I also use these number puzzles to practice telling time and many other skills!

Here are some ways I get first graders to meet Common Core standards for telling time.

Here are some You Tube videos and songs I use when teaching time

1. I use scoot to practice time. The kids set their clock and we rotate through all 21 desks. I use scoot to review money and also word problems. Since it is a game, the kids love it!

2. Hi Sharon,
I just started using scoot this year and now I literally can't get enough! I love the idea of having each kid set a time on a clock and then scooting around the room. I will be trying this out the day we get back from spring break! Fun for kids, good practice and no teacher prep. LOVE IT!

Tara

3. Whst is scoot? How do you play it?

1. Hi Sandra,
Check out This Post where I go into a lot more detail about what scoot is and how you play it. Thanks for stopping by my blog!

4. Great post, Tara! What a clever way to use the dice! I just pinned this.

Linda

1. Thanks Linda! I love pinterest!

5. Great idea, thanks for sharing!!
Brooke
Tales from a Fourth Grade MathNut

1. Thanks Brooke! Hope you can use it in your own classroom!

6. Love the game! I am trying to find the dice you used (1-12 on a 12 sided, plus the die for five minute increments) Help :(

1. The BIG time dice come with the big floor clock. The smaller dice in the pictures with the judy clocks were a gift from a former student who had math teachers for parents who shared my love of dice. My best guess on where you can find them is EAI Education or NASCO. Both of those companies have tons of dice!
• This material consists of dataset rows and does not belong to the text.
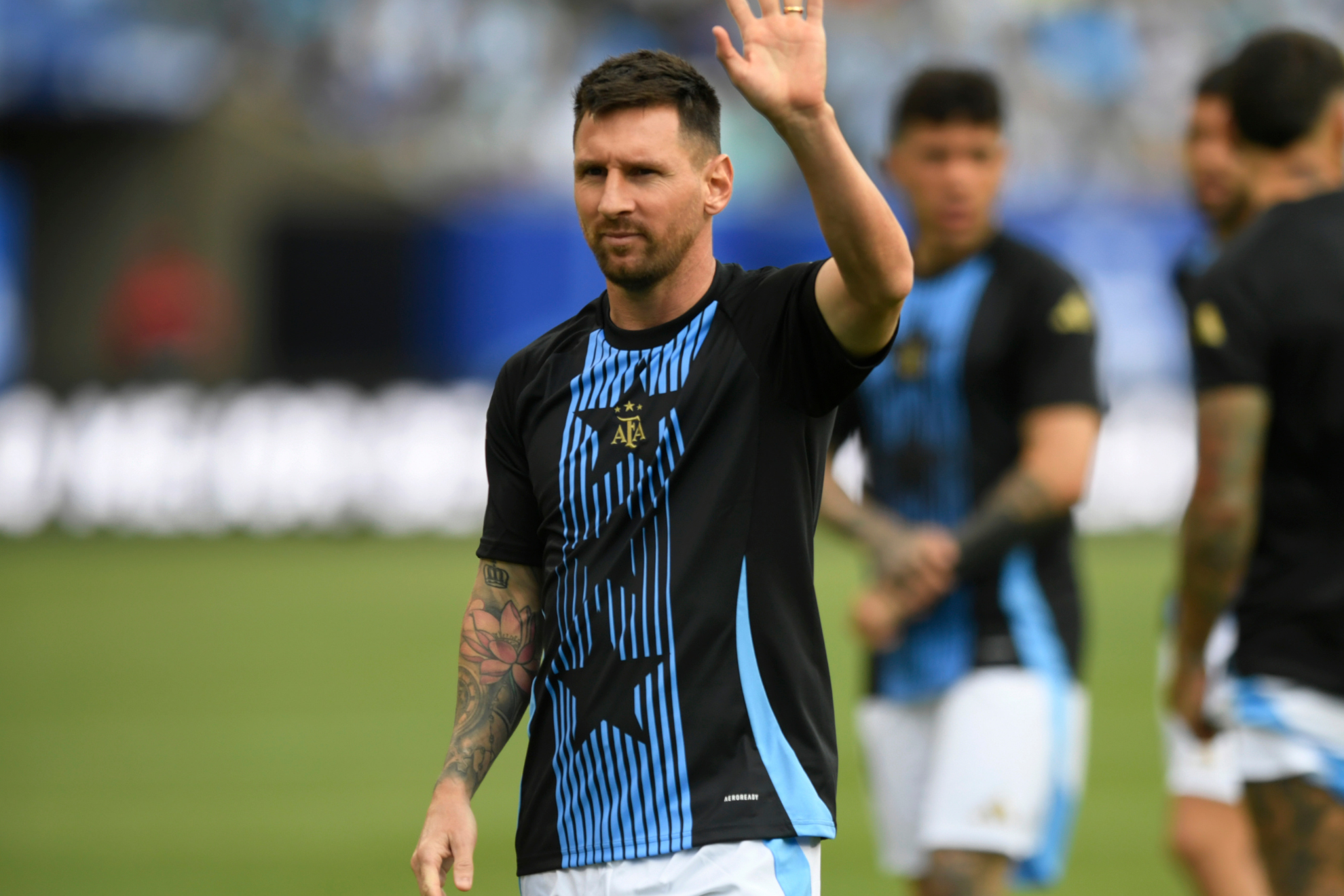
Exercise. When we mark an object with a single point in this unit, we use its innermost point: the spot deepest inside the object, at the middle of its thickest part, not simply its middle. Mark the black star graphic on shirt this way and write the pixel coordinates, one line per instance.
(916, 464)
(604, 686)
(631, 426)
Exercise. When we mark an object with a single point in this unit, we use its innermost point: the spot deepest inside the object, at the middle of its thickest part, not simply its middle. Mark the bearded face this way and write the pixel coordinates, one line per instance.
(635, 257)
(640, 193)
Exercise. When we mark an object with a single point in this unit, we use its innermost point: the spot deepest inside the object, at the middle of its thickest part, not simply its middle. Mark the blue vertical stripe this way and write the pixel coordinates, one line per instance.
(918, 433)
(618, 797)
(792, 870)
(1039, 646)
(806, 810)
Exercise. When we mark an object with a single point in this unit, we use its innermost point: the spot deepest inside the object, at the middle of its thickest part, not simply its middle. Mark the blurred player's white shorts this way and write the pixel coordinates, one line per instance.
(746, 868)
(1205, 768)
(994, 765)
(1285, 728)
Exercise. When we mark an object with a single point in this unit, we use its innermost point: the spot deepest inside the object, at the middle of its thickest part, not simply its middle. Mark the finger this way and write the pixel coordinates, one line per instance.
(725, 50)
(741, 11)
(429, 874)
(463, 867)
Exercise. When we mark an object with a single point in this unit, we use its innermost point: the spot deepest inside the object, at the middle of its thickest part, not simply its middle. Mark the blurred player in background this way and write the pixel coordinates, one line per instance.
(979, 436)
(1267, 519)
(655, 469)
(1210, 832)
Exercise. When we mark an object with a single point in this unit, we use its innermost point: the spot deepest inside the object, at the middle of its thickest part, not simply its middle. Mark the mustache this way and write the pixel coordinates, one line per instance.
(625, 229)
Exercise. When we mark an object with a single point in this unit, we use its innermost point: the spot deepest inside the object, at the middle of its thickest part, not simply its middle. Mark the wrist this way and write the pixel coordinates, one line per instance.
(452, 789)
(798, 124)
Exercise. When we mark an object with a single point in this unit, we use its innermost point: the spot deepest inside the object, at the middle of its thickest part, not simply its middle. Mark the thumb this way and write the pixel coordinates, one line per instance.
(463, 867)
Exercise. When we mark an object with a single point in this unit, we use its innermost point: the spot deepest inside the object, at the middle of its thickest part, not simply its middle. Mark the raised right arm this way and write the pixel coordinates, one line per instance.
(498, 660)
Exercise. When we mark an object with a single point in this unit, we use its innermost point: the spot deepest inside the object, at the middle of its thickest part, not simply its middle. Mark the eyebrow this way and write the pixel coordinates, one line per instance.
(628, 163)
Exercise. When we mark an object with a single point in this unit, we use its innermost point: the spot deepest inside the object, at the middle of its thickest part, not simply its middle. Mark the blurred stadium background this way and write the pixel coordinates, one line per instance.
(260, 261)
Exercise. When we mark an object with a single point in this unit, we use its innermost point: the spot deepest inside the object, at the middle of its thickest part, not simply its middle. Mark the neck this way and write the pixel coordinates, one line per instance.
(936, 253)
(672, 296)
(1304, 170)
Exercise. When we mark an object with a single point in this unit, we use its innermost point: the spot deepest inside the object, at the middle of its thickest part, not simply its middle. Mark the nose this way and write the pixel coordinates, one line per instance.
(617, 198)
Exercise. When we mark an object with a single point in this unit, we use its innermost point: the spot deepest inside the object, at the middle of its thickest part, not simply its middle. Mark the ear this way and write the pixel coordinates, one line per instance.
(1338, 124)
(894, 163)
(718, 185)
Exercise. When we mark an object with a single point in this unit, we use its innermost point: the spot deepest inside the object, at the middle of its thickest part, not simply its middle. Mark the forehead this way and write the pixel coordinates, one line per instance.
(643, 132)
(961, 133)
(1211, 109)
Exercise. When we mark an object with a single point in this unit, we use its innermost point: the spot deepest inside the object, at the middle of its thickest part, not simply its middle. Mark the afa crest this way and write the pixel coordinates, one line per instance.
(632, 425)
(912, 358)
(629, 430)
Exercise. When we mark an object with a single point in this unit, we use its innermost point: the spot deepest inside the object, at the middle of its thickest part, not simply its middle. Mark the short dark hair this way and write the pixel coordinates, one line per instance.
(1281, 82)
(1215, 82)
(939, 96)
(651, 78)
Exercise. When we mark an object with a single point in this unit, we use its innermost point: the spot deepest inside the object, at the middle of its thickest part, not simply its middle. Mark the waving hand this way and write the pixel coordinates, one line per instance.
(783, 66)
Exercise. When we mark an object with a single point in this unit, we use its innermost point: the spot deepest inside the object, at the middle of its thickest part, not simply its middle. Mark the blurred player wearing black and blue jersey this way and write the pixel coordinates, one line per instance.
(1265, 525)
(1210, 832)
(979, 433)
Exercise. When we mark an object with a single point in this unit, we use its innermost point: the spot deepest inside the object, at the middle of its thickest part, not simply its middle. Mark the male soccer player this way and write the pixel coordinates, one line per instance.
(1210, 832)
(1267, 519)
(979, 436)
(655, 470)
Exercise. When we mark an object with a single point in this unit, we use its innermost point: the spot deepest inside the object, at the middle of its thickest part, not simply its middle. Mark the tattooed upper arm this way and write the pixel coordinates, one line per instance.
(499, 657)
(1219, 525)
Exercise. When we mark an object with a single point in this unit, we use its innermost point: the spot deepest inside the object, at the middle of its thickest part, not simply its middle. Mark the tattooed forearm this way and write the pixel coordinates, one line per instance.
(1011, 515)
(499, 658)
(1219, 525)
(496, 576)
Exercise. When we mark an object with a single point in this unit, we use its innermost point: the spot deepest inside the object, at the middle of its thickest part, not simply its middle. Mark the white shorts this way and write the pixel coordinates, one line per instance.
(747, 868)
(1285, 728)
(1205, 768)
(995, 765)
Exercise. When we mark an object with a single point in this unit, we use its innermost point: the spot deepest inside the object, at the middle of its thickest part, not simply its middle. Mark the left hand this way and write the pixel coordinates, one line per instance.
(783, 66)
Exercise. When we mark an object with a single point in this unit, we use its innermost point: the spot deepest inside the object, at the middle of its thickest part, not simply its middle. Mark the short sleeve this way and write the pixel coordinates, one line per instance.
(848, 421)
(1227, 335)
(791, 343)
(1061, 343)
(512, 517)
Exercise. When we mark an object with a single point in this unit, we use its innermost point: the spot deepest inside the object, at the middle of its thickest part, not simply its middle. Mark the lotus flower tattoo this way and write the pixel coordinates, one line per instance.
(503, 643)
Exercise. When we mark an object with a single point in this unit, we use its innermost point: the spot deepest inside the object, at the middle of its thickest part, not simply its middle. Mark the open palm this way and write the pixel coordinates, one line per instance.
(783, 66)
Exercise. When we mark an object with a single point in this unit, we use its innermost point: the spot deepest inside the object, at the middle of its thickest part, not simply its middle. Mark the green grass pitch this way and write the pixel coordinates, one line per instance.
(267, 717)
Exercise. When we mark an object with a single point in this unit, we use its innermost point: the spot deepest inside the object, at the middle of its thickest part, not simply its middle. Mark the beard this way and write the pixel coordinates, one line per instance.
(644, 265)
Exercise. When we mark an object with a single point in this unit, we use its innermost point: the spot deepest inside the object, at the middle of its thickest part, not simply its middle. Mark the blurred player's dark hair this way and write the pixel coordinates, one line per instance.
(1215, 82)
(651, 78)
(1280, 85)
(939, 96)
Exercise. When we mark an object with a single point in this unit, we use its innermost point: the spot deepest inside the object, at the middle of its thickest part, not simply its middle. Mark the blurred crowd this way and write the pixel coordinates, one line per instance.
(463, 109)
(451, 93)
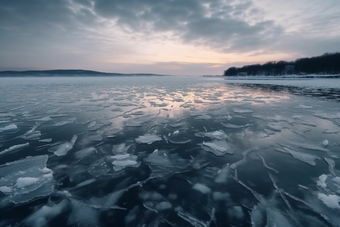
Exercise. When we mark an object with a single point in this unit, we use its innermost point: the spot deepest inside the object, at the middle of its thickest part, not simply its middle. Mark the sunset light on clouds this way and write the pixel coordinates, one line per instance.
(177, 37)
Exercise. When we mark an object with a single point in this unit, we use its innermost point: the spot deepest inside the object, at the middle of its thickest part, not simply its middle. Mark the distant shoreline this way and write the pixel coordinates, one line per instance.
(68, 73)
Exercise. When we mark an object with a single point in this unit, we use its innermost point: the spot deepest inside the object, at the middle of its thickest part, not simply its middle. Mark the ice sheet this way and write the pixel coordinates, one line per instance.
(148, 138)
(26, 179)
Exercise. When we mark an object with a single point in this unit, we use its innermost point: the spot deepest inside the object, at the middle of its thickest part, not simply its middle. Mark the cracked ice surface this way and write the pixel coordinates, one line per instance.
(165, 151)
(26, 179)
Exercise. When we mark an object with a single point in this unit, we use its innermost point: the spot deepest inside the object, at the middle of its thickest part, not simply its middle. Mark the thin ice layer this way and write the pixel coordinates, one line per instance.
(26, 179)
(8, 128)
(307, 158)
(14, 148)
(148, 138)
(217, 147)
(122, 161)
(62, 149)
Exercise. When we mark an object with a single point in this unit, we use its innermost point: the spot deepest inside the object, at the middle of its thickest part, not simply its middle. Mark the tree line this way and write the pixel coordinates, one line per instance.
(328, 63)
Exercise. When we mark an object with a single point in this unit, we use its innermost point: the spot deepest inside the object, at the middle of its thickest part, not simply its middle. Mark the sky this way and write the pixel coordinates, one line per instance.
(174, 37)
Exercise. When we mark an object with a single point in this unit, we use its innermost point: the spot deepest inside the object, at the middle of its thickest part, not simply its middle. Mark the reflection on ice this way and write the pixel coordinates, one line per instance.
(167, 152)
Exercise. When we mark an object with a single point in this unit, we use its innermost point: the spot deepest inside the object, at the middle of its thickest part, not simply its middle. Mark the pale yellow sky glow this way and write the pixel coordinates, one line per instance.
(164, 37)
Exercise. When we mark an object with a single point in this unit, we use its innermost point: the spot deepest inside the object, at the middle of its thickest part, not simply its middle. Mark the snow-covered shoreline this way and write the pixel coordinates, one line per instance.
(282, 77)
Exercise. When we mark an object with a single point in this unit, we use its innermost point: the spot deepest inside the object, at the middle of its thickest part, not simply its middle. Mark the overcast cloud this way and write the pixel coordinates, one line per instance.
(101, 34)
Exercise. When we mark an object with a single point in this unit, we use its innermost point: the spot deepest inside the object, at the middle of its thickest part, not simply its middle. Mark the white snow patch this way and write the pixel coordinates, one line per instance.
(15, 147)
(8, 127)
(325, 143)
(322, 181)
(148, 138)
(217, 147)
(236, 212)
(331, 201)
(220, 196)
(25, 181)
(202, 188)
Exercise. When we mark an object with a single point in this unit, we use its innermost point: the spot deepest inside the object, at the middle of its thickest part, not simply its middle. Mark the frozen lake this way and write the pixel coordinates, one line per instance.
(169, 151)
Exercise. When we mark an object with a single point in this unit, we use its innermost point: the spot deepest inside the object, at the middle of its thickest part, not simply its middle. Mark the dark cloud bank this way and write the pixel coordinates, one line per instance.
(223, 25)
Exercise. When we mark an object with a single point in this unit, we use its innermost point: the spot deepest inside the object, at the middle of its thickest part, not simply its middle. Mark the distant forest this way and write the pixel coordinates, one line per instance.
(328, 63)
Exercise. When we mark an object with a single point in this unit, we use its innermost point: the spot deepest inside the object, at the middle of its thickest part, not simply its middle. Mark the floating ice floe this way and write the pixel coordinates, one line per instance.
(148, 138)
(14, 148)
(305, 107)
(32, 134)
(306, 158)
(122, 161)
(163, 164)
(308, 146)
(322, 181)
(228, 125)
(218, 135)
(154, 201)
(9, 128)
(325, 143)
(66, 122)
(217, 147)
(222, 175)
(120, 148)
(221, 196)
(83, 214)
(236, 110)
(85, 152)
(236, 212)
(331, 201)
(26, 179)
(44, 119)
(45, 214)
(63, 148)
(201, 188)
(179, 141)
(137, 122)
(277, 126)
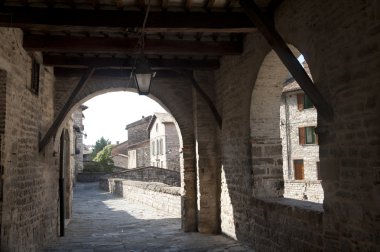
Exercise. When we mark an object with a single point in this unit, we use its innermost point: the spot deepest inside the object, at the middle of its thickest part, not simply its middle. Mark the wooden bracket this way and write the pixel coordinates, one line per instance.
(208, 100)
(66, 108)
(264, 25)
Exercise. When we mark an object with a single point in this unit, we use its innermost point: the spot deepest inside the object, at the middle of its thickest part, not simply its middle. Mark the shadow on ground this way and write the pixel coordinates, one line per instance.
(102, 222)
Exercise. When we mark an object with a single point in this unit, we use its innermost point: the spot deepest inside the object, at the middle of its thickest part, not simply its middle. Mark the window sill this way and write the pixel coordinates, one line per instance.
(301, 205)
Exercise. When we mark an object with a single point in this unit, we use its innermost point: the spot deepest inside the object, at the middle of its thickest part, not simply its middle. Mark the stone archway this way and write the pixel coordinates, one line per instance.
(175, 95)
(265, 131)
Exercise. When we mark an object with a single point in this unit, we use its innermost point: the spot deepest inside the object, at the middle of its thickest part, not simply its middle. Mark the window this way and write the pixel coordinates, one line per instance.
(158, 147)
(307, 135)
(161, 147)
(298, 169)
(132, 159)
(35, 80)
(318, 171)
(304, 102)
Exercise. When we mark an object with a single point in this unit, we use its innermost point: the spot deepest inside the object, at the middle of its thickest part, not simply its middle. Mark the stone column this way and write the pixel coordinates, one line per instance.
(208, 163)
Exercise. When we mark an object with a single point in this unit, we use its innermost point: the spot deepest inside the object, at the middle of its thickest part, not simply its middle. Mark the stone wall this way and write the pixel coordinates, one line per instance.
(30, 191)
(157, 195)
(291, 120)
(344, 70)
(304, 190)
(120, 160)
(90, 176)
(77, 118)
(121, 148)
(137, 131)
(172, 147)
(151, 174)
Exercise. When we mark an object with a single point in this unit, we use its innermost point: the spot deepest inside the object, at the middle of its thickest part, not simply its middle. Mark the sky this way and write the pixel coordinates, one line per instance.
(108, 114)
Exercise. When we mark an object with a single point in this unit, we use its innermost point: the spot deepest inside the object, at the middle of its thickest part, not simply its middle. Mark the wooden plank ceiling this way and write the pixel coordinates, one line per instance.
(187, 34)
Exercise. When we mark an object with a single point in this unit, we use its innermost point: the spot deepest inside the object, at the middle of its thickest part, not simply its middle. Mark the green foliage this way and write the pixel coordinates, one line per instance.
(103, 157)
(99, 145)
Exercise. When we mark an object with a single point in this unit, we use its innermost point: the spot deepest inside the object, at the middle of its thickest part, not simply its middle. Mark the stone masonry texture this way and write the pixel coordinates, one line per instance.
(242, 161)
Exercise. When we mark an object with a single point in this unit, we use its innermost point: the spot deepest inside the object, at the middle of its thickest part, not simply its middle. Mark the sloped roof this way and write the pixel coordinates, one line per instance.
(162, 117)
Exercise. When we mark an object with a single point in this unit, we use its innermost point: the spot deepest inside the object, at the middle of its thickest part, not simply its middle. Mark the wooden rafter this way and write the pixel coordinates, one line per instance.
(95, 4)
(120, 21)
(205, 96)
(129, 63)
(128, 45)
(188, 4)
(119, 4)
(265, 26)
(66, 108)
(210, 4)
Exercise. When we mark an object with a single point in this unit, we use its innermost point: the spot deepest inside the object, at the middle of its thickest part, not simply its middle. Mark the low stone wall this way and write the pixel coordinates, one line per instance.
(304, 190)
(157, 195)
(286, 225)
(151, 174)
(90, 176)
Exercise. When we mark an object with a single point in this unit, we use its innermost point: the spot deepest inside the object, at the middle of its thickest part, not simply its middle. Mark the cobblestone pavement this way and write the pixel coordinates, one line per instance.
(102, 222)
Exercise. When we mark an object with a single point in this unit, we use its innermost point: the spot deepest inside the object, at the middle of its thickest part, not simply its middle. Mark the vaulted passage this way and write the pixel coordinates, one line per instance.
(102, 222)
(213, 61)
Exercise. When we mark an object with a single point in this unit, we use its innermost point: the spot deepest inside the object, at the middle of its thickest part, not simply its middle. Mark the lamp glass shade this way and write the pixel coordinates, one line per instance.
(143, 75)
(143, 81)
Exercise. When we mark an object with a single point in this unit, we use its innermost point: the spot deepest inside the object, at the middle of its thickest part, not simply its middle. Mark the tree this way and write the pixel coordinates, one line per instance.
(99, 145)
(103, 157)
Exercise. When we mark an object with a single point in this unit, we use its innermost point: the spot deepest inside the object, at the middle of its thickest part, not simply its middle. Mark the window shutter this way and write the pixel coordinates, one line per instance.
(318, 171)
(298, 170)
(316, 136)
(300, 98)
(302, 135)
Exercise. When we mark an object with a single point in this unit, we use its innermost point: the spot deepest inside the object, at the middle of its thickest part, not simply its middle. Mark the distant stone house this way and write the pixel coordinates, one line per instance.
(138, 143)
(120, 154)
(78, 127)
(164, 142)
(300, 145)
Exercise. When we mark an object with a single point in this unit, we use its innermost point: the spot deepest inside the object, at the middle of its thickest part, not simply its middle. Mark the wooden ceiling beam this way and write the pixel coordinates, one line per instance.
(61, 72)
(46, 19)
(265, 26)
(66, 108)
(129, 63)
(64, 44)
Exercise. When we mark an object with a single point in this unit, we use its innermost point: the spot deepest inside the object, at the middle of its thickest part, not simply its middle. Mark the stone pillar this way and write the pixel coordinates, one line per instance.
(208, 159)
(268, 178)
(189, 191)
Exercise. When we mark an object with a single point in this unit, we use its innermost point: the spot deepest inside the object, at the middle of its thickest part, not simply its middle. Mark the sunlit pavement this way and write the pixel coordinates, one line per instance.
(102, 222)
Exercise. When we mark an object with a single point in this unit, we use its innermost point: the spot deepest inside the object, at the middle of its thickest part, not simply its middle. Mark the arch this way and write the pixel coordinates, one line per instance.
(275, 123)
(264, 127)
(175, 95)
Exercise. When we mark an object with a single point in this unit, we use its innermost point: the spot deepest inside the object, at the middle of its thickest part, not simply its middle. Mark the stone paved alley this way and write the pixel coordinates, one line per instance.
(102, 222)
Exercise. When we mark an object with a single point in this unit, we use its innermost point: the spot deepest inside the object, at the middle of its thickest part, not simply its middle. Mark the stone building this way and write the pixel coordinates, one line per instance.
(120, 154)
(226, 105)
(300, 148)
(78, 138)
(138, 143)
(164, 142)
I have had them for about 6 years so I hope you can still find them!

2. The BIG time dice come with the big floor clock. The smaller dice in the pictures with the judy clocks were a gift from a former student who had math teachers for parents who shared my love of dice. My best guess on where you can find them is EAI Education or NASCO. Both of those companies have tons of dice! I have had them for about 6 years so I hope you can still find them!